Most of the user space processes are ending up in D-state after the unit runs for around 3-4 days, the unit is running on ARM processor. From the top o/p we can see that processes that are in D-state are waiting on system calls "page_fault" and "squashfs_readpage". Utimately this leads to a watchdog reset. The processes that go into D-sate would take unusually long time to recover.

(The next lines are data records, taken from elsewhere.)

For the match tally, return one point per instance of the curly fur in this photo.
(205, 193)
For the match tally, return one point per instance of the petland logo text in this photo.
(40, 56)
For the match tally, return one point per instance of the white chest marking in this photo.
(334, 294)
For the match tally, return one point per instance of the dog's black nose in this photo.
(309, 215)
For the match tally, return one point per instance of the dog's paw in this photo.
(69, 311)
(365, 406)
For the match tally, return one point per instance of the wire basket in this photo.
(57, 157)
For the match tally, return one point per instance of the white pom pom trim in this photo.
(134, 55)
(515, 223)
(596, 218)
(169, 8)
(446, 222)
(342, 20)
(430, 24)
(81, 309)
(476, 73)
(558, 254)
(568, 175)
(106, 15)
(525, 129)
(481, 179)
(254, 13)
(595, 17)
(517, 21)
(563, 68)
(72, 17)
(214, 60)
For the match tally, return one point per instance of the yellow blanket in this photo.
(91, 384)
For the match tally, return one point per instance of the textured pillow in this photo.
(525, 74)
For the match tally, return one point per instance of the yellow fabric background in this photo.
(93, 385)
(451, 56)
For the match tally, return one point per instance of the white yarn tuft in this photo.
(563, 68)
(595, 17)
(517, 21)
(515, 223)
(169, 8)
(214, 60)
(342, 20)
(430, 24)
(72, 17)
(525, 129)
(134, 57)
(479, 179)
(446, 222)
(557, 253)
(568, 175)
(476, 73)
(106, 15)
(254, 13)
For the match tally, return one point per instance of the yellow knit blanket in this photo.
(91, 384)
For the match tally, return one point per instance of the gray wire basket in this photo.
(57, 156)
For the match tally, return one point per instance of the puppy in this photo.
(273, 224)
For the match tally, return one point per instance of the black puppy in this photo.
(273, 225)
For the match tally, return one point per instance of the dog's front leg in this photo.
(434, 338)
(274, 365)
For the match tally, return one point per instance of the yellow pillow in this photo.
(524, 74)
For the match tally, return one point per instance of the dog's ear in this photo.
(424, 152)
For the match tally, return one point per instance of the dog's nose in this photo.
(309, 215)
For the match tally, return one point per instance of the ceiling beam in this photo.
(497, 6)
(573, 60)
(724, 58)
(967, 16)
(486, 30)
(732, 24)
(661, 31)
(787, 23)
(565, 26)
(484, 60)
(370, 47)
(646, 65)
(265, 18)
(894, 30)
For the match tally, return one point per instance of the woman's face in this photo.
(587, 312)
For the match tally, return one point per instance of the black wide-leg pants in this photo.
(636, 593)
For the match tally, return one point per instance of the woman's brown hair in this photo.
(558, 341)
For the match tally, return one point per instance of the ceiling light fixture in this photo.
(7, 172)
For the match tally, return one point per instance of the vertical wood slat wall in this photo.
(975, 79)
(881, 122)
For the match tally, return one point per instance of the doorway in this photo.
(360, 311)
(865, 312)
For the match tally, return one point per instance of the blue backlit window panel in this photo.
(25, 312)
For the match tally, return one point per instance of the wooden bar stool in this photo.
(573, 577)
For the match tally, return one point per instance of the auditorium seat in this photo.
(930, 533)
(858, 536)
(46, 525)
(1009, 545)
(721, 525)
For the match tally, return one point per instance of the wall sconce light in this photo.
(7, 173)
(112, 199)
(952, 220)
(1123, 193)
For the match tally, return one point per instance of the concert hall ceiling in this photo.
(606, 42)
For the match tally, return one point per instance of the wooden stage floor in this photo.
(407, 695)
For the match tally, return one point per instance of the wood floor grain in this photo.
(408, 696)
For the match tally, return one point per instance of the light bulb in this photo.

Following is the top o/p when the system ends up in trouble:
top - 12:00:11 up 3 days, 2:40, 3 users, load average: 2.77, 1.90, 1.72
Tasks: 250 total, 3 running, 238 sleeping, 0 stopped, 9 zombie
Cpu(s): 10.0% us, 75.5% sy, 0.0% ni, 0.0% id, 10.3% wa, 0.0% hi, 4.2% si
Mem: 191324k total, 188896k used, 2428k free, 2548k buffers
Swap: 0k total, 0k used, 0k free, 87920k cached
PID USER PR NI VIRT RES SHR S %CPU %MEM TIME+ COMMAND
1003 root 20 0 225m 31m 4044 S 15.2 16.7 0:21.91 user_process_1
3745 root 20 0 80776 9476 3196 **D** 9.0 5.0 1:31.79 user_process_2
129 root 15 -5 0 0 0 S 7.4 0.0 0:27.65 **mtdblockd**
4624 root 20 0 3640 256 160 **D** 6.5 0.1 0:00.20 GetCounters_cus
3 root 15 -5 0 0 0 S 3.2 0.0 43:38.73 ksoftirqd/0
31363 root 20 0 2356 1176 792 R 2.6 0.6 40:09.58 top
347 root 30 10 0 0 0 S 1.9 0.0 28:56.04 **jffs2_gcd_mtd3**
1169 root 20 0 225m 31m 4044 S 1.9 16.7 39:31.36 user_process_1
604 root 20 0 0 0 0 S 1.6 0.0 27:22.76 user_process_3
1069 root -23 0 225m 31m 4044 S 1.3 16.7 20:45.39 user_process_1
4545 root 20 0 3640 564 468 S 1.0 0.3 0:00.08 GetCounters_cus
64 root 15 -5 0 0 0 **D** 0.3 0.0 0:00.83 **kswapd0**
969 root 20 0 20780 1856 1376 S 0.3 1.0 14:18.89 user_process_4
973 root 20 0 225m 31m 4044 S 0.3 16.7 3:35.74 user_process_1
1070 root -23 0 225m 31m 4044 S 0.3 16.7 16:41.04 user_process_1
1151 root -81 0 225m 31m 4044 S 0.3 16.7 23:13.05 user_process_1
1152 root -99 0 225m 31m 4044 S 0.3 16.7 8:48.47 user_process_1
One more interesting observation is that when the system lands up in this problem, we can consistently see "mtdblockd" process running in the top o/p. We have swap disabled on this unit. there is no apparent memory leak in the unit.
Any idea what could be the possible reasons, the processes are stuck in D-sates?